Tax Season Brings Heightened Phishing Risk
Tax scammers are ready to pounce. Are you ready? The Internal Revenue Service (IRS) and United States Computer Emergency Readiness Team (US-CERT) have recently published some posts about some common tax-related scams.
These five pages were published during the National Tax Security Awareness week to educate people about tax scams, but they are relevant during any week.
- Monday: Online Security – Seven Steps for Safety
- Tuesday: Don’t Take the Bait; Avoid Phishing Emails by Data Thieves
- Wednesday: Victims of Data Breaches Should Consider These Steps
- Thursday: Employers, Payroll Officials, Avoid the W-2 Email Scam
- Friday: Small Businesses: Be Alert to Identity Theft
Avoiding Social Engineering and Phishing Attacks
US-CERT also reminded people of some simple methods people can avoid social engineering and phishing attacks in this Security Tip. Here are some relevant points from the tip.
In a social engineering attack, an attacker uses human interaction (social skills) to obtain or compromise information about an organization or its computer systems. An attacker may seem unassuming and respectable, possibly claiming to be a new employee, repair person, or researcher and even offering credentials to support that identity. However, by asking questions, he or she may be able to piece together enough information to infiltrate an organization’s network. If an attacker is not able to gather enough information from one source, he or she may contact another source within the same organization and rely on the information from the first source to add to his or her credibility.

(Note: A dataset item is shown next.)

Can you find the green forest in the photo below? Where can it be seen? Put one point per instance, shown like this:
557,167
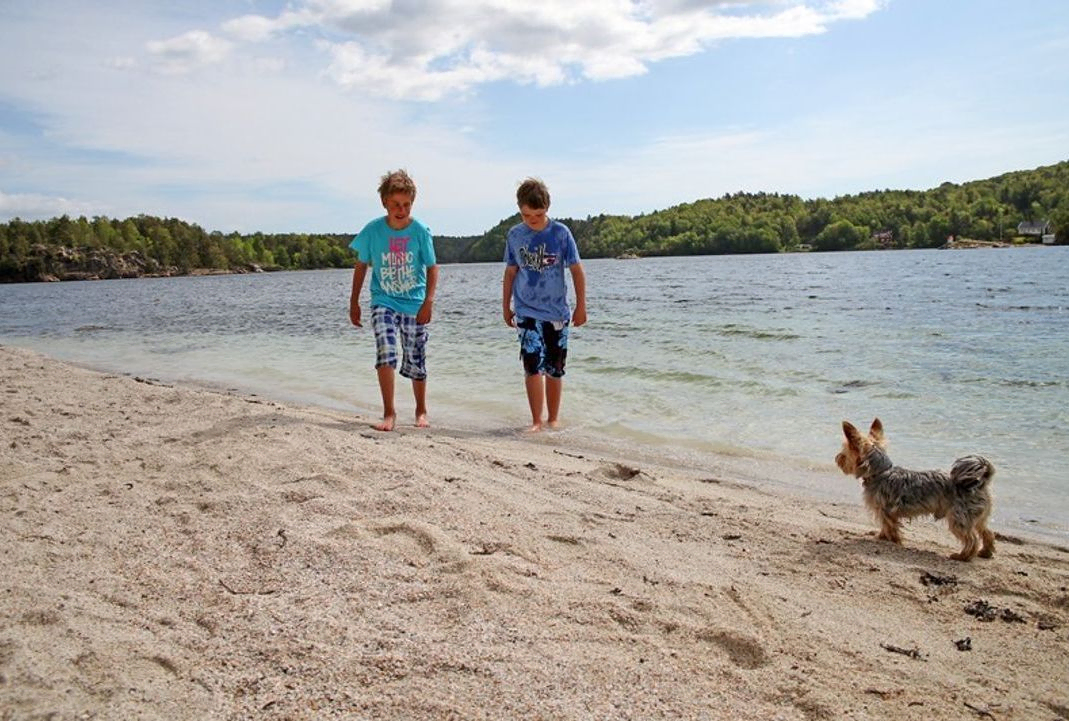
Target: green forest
990,210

What is a phishing attack?
Phishing is a form of social engineering. Phishing attacks use email or malicious websites to solicit personal information by posing as a trustworthy organization. For example, an attacker may send email seemingly from a reputable credit card company or financial institution that requests account information, often suggesting that there is a problem. When users respond with the requested information, attackers can use it to gain access to the accounts.

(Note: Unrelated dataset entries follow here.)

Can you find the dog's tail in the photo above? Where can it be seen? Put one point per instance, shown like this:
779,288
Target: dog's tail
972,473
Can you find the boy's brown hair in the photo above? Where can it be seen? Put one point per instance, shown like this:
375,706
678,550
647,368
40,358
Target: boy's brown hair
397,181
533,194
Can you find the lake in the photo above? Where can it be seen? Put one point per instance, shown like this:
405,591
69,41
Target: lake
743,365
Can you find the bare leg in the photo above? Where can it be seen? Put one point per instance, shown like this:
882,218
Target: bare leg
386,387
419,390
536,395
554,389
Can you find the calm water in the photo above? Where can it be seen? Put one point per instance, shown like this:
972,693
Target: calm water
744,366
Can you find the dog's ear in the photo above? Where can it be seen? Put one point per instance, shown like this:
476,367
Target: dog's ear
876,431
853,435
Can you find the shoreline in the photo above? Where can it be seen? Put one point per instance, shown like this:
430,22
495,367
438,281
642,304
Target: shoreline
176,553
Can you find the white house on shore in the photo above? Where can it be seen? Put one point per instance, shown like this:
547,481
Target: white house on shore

Phishing attacks may also appear to come from other types of organizations, such as charities. Attackers often take advantage of current events and certain times of the year, such as
- natural disasters (e.g., Hurricane Katrina, Indonesian tsunami)

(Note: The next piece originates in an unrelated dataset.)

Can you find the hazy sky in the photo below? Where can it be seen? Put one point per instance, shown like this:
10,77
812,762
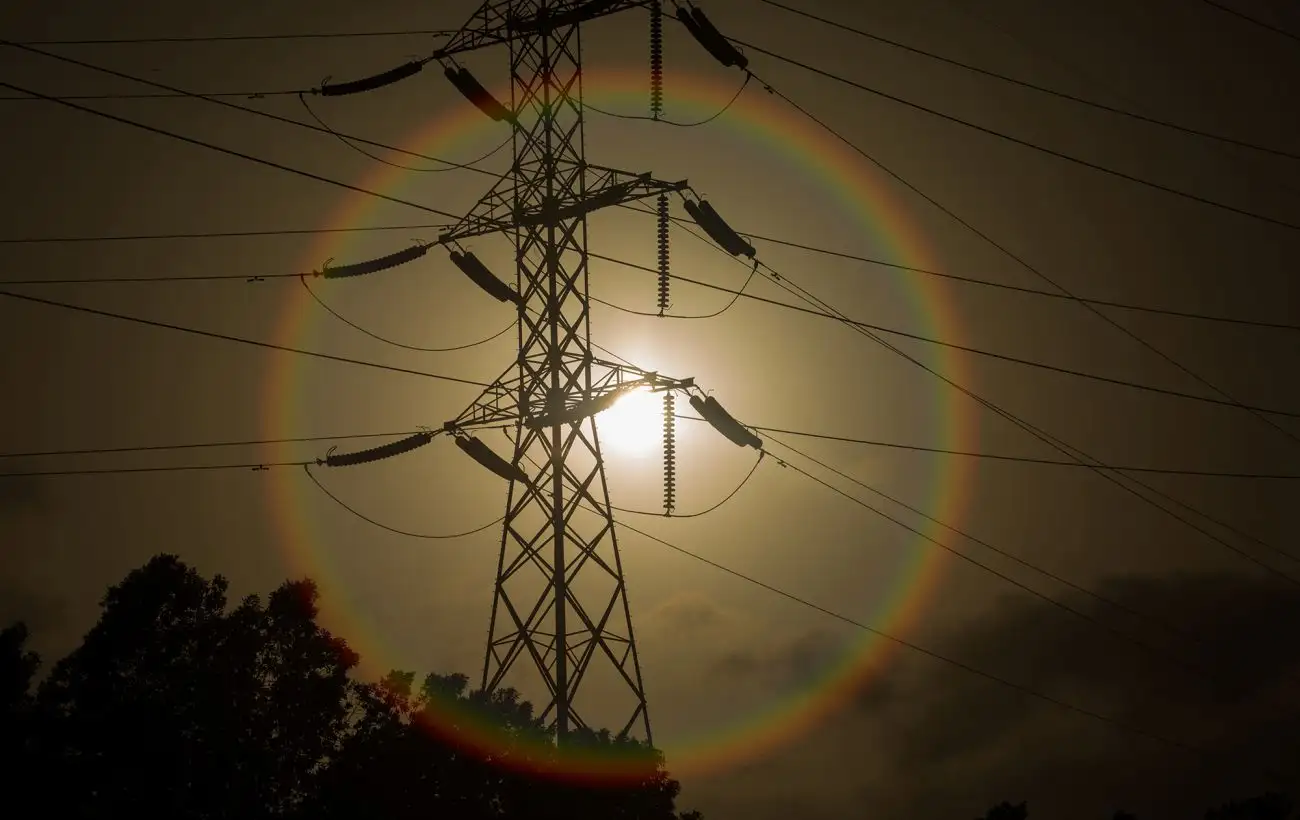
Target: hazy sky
766,708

- epidemics and health scares (e.g., H1N1)
- economic concerns (e.g., IRS scams)
- major political elections
How do you avoid being a victim?
- Be suspicious of unsolicited phone calls, visits, or email messages from individuals asking about employees or other internal information. If an unknown individual claims to be from a legitimate organization, try to verify his or her identity directly with the company.
- Do not provide personal information or information about your organization, including its structure or networks, unless you are certain of a person’s authority to have the information.
- Do not reveal personal or financial information in email, and do not respond to email solicitations for this information. This includes following links sent in email.
- Don’t send sensitive information over the Internet before checking a website’s security. (See Protecting Your Privacy for more information.)
- Pay attention to the URL of a website. Malicious websites may look identical to a legitimate site, but the URL may use a variation in spelling or a different domain (e.g., .com vs. .net).
- If you are unsure whether an email request is legitimate, try to verify it by contacting the company directly. Do not use contact information provided on a website connected to the request; instead, check previous statements for contact information. Information about known phishing attacks is also available online from groups such as the Anti-Phishing Working Group.
- Install and maintain anti-virus software, firewalls, and email filters to reduce some of this traffic. (See Understanding Firewalls, Understanding Anti-Virus Software, and Reducing Spam for more information.)
- Take advantage of any anti-phishing features offered by your email client and web browser.